My take: this seems excessive.

ArXiv doesn't even check the submission closely, so how can they know?

They say "errors, mistakes"

They use an automated system to check if the basic requirements were met, and sometimes papers are flagged for further superficial human review, but there is no way they can possibly do this at scale or check every reference. This would be like trying to do peer review, but for a preprint archive that gets easily 100x more volume than any journal.

Second, there is such a huuuuge gap between publishing on arvix and peer review. I can attest personally that it's not even close. I've gotten probably dozen rejections from peer review and no problems publishing in arxiv math. This is because peer review checks not just for if something is new or correct, but also if it's of "interest to math community," which is inherently subjective, but also makes peer review many magnitudes harder than publishing on arxiv.

Even when a well-known professor in number theory praised the paper when I got an endorsement and a second emailed me and and encouraged me to publish it, it still got rejected 3 times and still waiting.

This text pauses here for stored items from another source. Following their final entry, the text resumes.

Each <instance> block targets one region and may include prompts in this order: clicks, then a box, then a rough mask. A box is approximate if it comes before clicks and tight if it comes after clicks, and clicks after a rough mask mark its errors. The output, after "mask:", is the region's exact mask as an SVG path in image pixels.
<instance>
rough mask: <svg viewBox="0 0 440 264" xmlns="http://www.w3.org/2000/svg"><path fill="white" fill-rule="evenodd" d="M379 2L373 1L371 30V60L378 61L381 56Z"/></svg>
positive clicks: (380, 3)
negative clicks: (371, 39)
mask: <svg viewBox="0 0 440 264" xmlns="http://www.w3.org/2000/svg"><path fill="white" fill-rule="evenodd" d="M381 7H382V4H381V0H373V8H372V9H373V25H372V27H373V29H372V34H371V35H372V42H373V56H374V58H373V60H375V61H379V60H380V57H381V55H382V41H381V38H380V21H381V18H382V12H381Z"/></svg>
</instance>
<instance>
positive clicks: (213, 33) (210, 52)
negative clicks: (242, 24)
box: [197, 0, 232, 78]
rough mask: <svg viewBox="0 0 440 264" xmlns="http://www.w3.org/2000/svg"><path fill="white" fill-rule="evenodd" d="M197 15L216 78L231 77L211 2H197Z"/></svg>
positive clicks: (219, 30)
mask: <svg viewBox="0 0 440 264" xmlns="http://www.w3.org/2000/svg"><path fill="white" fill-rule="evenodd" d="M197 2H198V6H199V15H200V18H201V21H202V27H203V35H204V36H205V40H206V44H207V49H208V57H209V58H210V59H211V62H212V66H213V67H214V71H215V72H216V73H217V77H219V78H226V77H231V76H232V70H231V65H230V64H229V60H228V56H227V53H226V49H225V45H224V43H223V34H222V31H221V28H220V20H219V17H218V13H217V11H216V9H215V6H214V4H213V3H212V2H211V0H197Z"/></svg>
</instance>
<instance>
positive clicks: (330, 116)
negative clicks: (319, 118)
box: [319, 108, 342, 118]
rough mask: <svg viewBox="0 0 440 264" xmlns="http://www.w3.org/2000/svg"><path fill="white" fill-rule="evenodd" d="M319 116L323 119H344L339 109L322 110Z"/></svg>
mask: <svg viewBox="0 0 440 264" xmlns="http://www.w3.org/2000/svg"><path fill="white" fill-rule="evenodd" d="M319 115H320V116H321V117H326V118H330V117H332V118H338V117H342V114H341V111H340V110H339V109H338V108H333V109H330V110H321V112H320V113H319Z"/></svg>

Being required to publish in a peer reviewed journal will close off arxiv for many researchers for good. It also defeats the point of it being a pre-print.

▲

helterskelter an hour ago | parent [-]

You could at least filter out hallucinated references which simply don't exist pretty trivially, I'd imagine.

▲

paulpauper an hour ago | parent [-]

It's more than that. if there are mistakes, then you can also be flagged.

read the whole tweet:

If generative AI tools generate inappropriate language, plagiarized content, biased content, errors, mistakes, incorrect references, or misleading content, and that output is included in scientific works, it is the responsibility of the author(s).

	▲	nutjob2 an hour ago \| parent [-]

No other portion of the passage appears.